気鋭のインシュアテック企業が保険業界を革新 社員たちが語るアドバンスクリエイトの挑戦
好業績が物語るインシュアテックの躍進
保険業界では近年、インシュアテックへの注目が高まっている。世界では巨額の資金調達によって急成長するインシュアテック企業が増加しているが、日本においてはまだ大きな市場を獲得しているとはいえない。そうした中、国内屈指のインシュアテック企業としてひときわ存在感を放っているのが、アドバンスクリエイト〈東一・8798〉だ。

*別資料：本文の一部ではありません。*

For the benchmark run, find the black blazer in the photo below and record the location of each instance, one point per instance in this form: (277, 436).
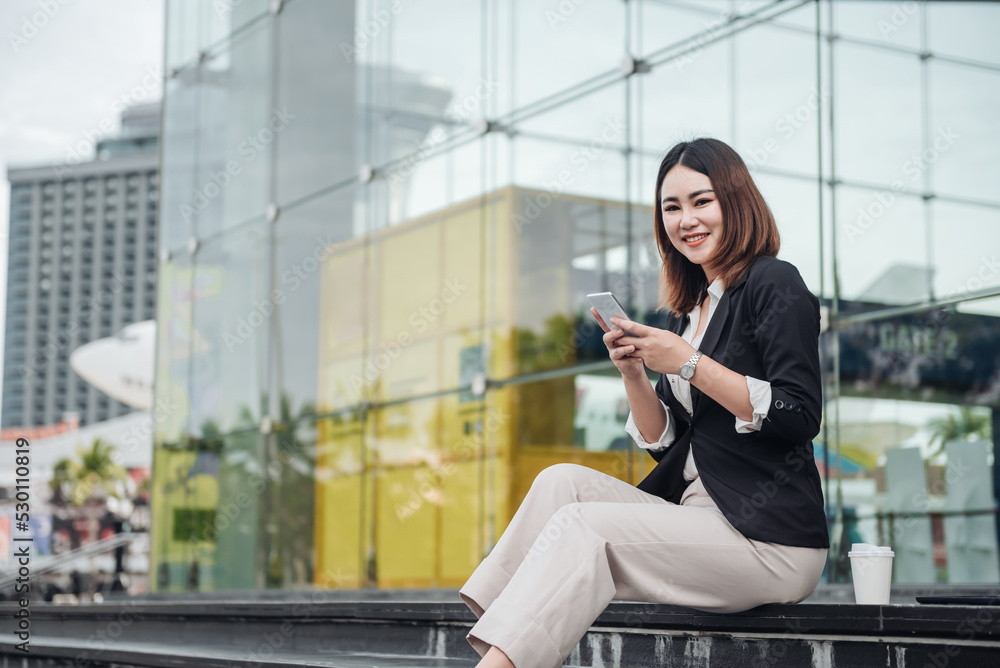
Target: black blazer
(765, 482)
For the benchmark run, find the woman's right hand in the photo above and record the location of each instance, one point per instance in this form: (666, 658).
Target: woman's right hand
(620, 355)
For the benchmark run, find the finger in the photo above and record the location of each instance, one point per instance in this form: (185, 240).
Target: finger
(610, 336)
(600, 320)
(634, 327)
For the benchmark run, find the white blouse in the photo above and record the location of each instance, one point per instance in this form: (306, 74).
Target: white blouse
(760, 390)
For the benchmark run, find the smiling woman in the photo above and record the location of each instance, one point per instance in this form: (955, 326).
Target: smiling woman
(742, 526)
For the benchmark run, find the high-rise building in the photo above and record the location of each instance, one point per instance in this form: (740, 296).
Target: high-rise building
(82, 265)
(380, 222)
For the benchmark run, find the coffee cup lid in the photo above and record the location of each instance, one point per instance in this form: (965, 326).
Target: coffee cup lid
(869, 550)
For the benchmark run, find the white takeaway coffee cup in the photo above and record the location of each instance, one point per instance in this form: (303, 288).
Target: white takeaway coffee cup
(871, 566)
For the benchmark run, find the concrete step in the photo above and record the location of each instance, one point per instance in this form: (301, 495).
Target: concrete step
(380, 631)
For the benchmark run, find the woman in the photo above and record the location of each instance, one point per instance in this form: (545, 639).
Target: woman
(731, 517)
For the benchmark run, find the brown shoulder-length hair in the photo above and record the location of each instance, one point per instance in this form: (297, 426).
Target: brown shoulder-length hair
(748, 227)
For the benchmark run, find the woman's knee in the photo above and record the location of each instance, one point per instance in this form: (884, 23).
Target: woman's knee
(587, 484)
(559, 474)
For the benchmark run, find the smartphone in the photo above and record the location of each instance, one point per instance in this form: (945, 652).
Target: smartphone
(607, 307)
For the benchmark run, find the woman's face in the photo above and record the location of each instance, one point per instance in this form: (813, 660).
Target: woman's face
(690, 211)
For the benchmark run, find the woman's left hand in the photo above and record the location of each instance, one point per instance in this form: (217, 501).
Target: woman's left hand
(660, 350)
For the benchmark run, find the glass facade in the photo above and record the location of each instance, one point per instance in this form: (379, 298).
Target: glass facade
(380, 220)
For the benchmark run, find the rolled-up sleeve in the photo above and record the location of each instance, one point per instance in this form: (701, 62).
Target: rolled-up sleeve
(666, 438)
(760, 399)
(786, 333)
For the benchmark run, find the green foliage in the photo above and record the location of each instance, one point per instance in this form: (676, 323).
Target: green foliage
(967, 423)
(93, 474)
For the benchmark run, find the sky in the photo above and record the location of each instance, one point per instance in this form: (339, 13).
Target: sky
(65, 66)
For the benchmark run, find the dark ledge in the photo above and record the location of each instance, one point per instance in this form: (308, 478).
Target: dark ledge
(803, 619)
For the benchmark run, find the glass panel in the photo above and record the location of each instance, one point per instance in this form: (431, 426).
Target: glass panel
(421, 72)
(964, 237)
(964, 144)
(194, 25)
(778, 99)
(236, 131)
(548, 32)
(428, 321)
(316, 148)
(320, 278)
(182, 26)
(174, 342)
(242, 482)
(288, 506)
(179, 150)
(896, 24)
(341, 537)
(882, 247)
(684, 99)
(233, 312)
(916, 442)
(866, 80)
(964, 29)
(663, 24)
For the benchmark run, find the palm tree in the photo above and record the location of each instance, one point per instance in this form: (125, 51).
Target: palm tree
(93, 475)
(968, 422)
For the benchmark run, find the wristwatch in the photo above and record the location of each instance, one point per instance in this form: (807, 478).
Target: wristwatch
(687, 369)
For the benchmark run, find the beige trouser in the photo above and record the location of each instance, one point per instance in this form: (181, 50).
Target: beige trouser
(574, 545)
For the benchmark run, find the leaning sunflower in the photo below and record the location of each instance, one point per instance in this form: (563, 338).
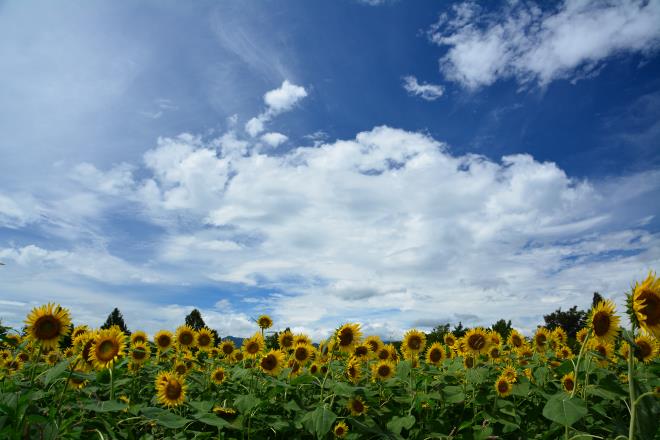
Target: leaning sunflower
(603, 322)
(108, 345)
(644, 305)
(272, 362)
(170, 389)
(414, 341)
(435, 354)
(503, 386)
(48, 324)
(646, 348)
(348, 336)
(382, 370)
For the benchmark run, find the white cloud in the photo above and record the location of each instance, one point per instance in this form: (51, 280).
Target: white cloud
(534, 45)
(274, 139)
(429, 92)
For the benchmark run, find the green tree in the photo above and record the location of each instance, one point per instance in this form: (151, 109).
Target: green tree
(571, 320)
(503, 328)
(437, 334)
(194, 320)
(116, 318)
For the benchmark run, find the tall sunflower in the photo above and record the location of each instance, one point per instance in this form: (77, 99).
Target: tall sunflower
(48, 324)
(414, 341)
(205, 339)
(185, 337)
(272, 362)
(644, 305)
(348, 336)
(108, 345)
(382, 370)
(603, 322)
(254, 345)
(435, 354)
(646, 348)
(476, 341)
(170, 389)
(163, 340)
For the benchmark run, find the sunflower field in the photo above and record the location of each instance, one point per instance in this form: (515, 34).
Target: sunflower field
(185, 385)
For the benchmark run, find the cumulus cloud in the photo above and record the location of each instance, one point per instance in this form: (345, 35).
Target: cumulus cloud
(277, 101)
(429, 92)
(535, 45)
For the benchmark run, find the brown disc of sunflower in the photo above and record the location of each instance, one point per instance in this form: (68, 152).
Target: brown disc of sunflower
(48, 324)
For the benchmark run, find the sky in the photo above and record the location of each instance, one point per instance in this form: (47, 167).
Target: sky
(397, 164)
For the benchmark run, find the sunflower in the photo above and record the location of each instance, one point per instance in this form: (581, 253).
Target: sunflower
(272, 362)
(646, 348)
(357, 406)
(644, 304)
(449, 340)
(205, 339)
(374, 343)
(53, 357)
(185, 337)
(48, 324)
(253, 345)
(354, 370)
(170, 389)
(79, 330)
(603, 322)
(303, 353)
(340, 430)
(264, 322)
(568, 382)
(382, 370)
(509, 372)
(139, 337)
(163, 340)
(541, 338)
(516, 340)
(108, 345)
(140, 353)
(227, 347)
(435, 354)
(503, 387)
(348, 336)
(476, 340)
(285, 339)
(218, 375)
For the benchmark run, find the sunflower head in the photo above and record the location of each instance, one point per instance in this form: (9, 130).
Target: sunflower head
(253, 346)
(272, 362)
(435, 354)
(47, 324)
(340, 430)
(170, 389)
(218, 375)
(414, 341)
(382, 370)
(139, 337)
(644, 305)
(185, 337)
(348, 336)
(108, 345)
(264, 322)
(357, 407)
(603, 322)
(646, 348)
(163, 340)
(285, 339)
(205, 339)
(502, 386)
(568, 382)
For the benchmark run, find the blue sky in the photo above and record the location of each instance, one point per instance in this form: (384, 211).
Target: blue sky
(385, 162)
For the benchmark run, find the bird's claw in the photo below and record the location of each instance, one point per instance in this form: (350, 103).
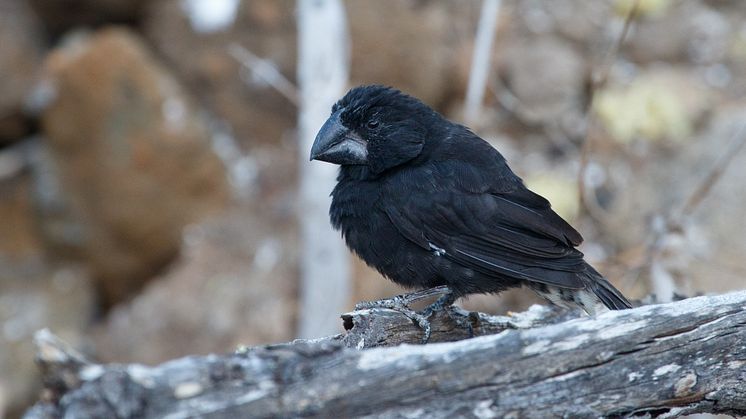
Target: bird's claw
(401, 304)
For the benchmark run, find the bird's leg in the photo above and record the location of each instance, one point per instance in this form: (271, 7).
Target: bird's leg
(445, 302)
(401, 304)
(403, 300)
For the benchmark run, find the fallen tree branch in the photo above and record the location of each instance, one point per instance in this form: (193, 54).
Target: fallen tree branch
(658, 360)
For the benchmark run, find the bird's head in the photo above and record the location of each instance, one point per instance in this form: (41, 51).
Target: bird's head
(375, 126)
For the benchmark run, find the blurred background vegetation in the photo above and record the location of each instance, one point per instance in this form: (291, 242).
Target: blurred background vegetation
(148, 171)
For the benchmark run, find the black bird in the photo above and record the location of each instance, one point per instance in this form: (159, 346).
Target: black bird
(428, 203)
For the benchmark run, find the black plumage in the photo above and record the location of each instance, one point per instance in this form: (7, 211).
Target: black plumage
(427, 202)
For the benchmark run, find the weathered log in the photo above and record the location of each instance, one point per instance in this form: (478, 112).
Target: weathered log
(670, 359)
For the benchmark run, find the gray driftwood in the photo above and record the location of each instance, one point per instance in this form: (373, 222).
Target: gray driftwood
(658, 360)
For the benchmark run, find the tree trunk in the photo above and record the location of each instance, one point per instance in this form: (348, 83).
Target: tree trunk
(670, 359)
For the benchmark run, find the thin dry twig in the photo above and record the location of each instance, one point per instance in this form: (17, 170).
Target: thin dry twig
(674, 221)
(598, 83)
(715, 173)
(480, 64)
(265, 70)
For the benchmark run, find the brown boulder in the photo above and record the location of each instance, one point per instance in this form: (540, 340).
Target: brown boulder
(256, 112)
(134, 159)
(233, 284)
(21, 46)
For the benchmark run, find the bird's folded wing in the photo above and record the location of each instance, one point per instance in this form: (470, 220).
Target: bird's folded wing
(496, 234)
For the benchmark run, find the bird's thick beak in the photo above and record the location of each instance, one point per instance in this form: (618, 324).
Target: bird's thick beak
(336, 144)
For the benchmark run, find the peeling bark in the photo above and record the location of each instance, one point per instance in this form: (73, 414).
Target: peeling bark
(658, 360)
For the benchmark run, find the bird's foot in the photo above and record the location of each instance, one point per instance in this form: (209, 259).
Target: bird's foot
(401, 304)
(403, 300)
(445, 303)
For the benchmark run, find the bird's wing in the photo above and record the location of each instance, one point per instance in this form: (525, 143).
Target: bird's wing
(513, 233)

同社は、「人とテクノロジーを深化させ進化する会社」を標榜し、保険選びサイト「保険市場」を運営するとともにシステムやアプリケーションを自社開発。保険に関するあらゆる情報・サービスの提供を主業としている。専業保険代理店で唯一の東証1部上場企業で、「プライム市場」の上場基準をすべて満たしており、2022年4月には専業保険代理店で唯一のプライム市場上場企業となる見込みだ。足元の業績も好調で、21年9月期通期は経常利益19.2億円と、今年6月に上方修正した業績予想をさらに上回り、売り上げ・利益ともに過去最高を更新した。
また、中期的な目標として、ROE20%以上、売上高経常利益率20%以上、配当性向50%以上、自己資本比率80%以上を掲げている。とくにROEについては前期、過去最高の21.0%に達し、12期連続で10%を超えた。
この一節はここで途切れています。